The catalytic oxidation of aromatic hydrocarbons over supported metal oxide

Abstract

The catalytic activity of metals (Cu, Mn, Fe, V, Mo, Co, Ni, Zn)/γ-Al 2O 3 was investigated to bring about the complete oxidation of benzene, toluene and xylene (BTX). Among them, Cu/γ-Al 2O 3 was found to be the most promising catalyst based on activity. X-ray diffraction (XRD), Brunauer Emmett Teller method (BET), electron probe X-ray micro analysis (EPMA) and temperature programmed reduction (TPR) by H 2 were used to characterize a series of supported copper catalysts. Increasing the calcination temperature resulted in decreasing the specific surface areas of catalysts and, subsequently, the catalytic activity. Copper loadings on γ-Al 2O 3 had a great effect on catalytic activity, and 5 wt.% Cu/γ-Al 2O 3 catalyst was observed to be the most active, which might be contributed to the well-dispersed copper surface phase.

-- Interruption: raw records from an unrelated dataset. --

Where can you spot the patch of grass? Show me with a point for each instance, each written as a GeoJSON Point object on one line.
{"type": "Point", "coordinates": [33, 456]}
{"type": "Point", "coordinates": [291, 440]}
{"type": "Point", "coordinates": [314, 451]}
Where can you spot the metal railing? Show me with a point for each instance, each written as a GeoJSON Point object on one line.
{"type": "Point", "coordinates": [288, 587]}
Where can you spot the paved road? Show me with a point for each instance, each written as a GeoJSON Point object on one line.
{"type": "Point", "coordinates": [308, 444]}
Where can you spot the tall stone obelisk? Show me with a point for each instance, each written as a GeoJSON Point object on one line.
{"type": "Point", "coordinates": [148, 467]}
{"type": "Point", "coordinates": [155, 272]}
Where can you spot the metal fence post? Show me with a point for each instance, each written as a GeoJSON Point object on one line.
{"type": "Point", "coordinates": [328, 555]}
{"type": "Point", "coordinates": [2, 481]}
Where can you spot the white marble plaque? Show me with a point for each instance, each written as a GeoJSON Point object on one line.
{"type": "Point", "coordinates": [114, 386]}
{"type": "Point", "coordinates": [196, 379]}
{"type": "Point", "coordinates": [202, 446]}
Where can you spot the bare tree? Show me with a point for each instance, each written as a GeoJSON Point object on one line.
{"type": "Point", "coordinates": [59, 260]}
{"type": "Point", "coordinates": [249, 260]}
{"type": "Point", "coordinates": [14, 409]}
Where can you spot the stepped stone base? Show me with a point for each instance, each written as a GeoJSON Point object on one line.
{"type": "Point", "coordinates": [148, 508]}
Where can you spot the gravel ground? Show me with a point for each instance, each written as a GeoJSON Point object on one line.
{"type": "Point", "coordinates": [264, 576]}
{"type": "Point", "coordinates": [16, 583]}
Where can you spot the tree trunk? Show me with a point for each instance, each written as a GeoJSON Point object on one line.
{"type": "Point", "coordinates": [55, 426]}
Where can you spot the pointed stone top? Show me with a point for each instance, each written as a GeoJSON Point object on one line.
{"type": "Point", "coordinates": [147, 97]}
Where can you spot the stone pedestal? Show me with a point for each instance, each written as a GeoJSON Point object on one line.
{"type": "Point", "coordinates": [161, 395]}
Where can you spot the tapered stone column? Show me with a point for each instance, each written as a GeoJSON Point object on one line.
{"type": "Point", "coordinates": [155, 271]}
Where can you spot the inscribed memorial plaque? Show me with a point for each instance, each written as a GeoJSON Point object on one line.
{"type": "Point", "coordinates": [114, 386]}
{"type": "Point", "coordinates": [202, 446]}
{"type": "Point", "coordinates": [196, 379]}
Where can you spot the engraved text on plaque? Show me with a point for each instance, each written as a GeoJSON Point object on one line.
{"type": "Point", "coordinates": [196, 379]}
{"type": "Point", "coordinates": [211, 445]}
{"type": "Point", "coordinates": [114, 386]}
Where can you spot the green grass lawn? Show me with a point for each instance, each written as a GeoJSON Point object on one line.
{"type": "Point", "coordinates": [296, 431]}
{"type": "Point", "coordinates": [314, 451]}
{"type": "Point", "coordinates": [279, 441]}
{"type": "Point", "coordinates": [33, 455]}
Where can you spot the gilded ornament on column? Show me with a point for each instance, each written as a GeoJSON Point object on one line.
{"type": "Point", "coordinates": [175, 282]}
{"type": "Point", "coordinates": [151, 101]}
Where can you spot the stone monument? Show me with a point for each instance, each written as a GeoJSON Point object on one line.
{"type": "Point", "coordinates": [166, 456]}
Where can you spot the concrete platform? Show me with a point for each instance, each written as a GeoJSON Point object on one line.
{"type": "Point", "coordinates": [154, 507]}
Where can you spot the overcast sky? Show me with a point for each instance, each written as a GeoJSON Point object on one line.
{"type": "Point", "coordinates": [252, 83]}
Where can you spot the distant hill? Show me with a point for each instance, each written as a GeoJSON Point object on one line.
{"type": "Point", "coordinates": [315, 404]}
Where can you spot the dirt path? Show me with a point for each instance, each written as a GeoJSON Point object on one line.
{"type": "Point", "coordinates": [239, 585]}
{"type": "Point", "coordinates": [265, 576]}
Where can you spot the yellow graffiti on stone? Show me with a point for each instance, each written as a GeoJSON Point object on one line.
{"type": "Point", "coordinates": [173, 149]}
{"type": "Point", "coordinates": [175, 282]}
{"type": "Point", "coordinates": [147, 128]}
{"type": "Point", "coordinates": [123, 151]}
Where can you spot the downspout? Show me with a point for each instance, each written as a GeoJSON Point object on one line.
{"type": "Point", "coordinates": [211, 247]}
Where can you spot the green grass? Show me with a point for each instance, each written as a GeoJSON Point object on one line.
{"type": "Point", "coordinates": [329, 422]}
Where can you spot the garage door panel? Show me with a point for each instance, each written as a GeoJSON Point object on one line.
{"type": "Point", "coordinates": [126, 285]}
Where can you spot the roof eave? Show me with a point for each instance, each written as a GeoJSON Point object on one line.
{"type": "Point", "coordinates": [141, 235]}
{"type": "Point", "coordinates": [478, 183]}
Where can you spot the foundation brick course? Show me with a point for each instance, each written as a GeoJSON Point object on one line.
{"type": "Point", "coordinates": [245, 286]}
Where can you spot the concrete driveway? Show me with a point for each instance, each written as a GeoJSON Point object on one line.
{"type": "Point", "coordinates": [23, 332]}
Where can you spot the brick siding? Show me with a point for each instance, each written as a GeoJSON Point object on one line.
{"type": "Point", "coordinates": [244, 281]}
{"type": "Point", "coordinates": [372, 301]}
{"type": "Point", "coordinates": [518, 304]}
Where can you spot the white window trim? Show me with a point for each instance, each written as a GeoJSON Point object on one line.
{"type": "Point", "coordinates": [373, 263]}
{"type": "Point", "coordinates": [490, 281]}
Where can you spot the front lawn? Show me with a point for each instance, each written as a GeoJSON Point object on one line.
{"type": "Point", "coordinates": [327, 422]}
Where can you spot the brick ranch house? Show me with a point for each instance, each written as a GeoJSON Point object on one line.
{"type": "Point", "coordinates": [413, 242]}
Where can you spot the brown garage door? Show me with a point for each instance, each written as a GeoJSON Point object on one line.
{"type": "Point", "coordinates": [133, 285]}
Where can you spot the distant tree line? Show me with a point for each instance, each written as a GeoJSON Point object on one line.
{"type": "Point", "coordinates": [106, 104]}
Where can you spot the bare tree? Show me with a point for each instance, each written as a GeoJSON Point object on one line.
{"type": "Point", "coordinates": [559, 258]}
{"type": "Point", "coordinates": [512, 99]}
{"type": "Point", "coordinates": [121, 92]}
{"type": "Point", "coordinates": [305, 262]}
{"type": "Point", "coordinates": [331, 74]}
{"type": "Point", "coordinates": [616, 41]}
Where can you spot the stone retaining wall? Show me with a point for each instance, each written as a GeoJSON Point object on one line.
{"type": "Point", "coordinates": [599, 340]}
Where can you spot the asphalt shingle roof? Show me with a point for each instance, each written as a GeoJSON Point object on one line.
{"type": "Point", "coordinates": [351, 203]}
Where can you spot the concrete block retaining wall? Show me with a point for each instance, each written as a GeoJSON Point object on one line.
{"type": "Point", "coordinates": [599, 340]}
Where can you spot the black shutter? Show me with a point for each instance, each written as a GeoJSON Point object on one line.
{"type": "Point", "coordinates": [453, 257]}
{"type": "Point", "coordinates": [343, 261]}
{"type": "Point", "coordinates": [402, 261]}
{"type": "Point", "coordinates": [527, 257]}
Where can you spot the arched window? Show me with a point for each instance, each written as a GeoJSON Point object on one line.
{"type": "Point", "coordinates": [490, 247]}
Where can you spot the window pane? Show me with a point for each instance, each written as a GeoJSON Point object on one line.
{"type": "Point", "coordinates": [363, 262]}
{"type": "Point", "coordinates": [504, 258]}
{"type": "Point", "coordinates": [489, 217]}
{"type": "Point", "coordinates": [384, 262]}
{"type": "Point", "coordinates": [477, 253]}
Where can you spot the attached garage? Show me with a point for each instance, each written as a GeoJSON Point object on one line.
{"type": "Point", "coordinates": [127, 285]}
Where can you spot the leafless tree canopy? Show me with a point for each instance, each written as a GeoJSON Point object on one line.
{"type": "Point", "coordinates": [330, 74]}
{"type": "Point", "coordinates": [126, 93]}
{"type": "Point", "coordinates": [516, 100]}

Using TiO 2 (anatase), TiO 2 (rutile), SiO 2 (I) and SiO 2 (II) as support instead of γ-Al 2O 3, the activity sequence of 5 wt.% Cu with respect to the support was γ-Al 2O 3>TiO 2 (rutile)>TiO 2 (anatase)>SiO 2 (I)>SiO 2 (II), and this appeared to be correlated with the distribution of copper on support rather than with the specific surface area of the catalyst. The smaller particle size of copper, due to its high dispersion on support, had a positive effect on catalytic activity. The activity of 5 wt.% Cu/γ-Al 2O 3 with respect to the VOC molecule was observed to follow this sequence: toluene>xylene>benzene. Increasing the reactant concentration exerted an inhibiting effect on the catalytic activity.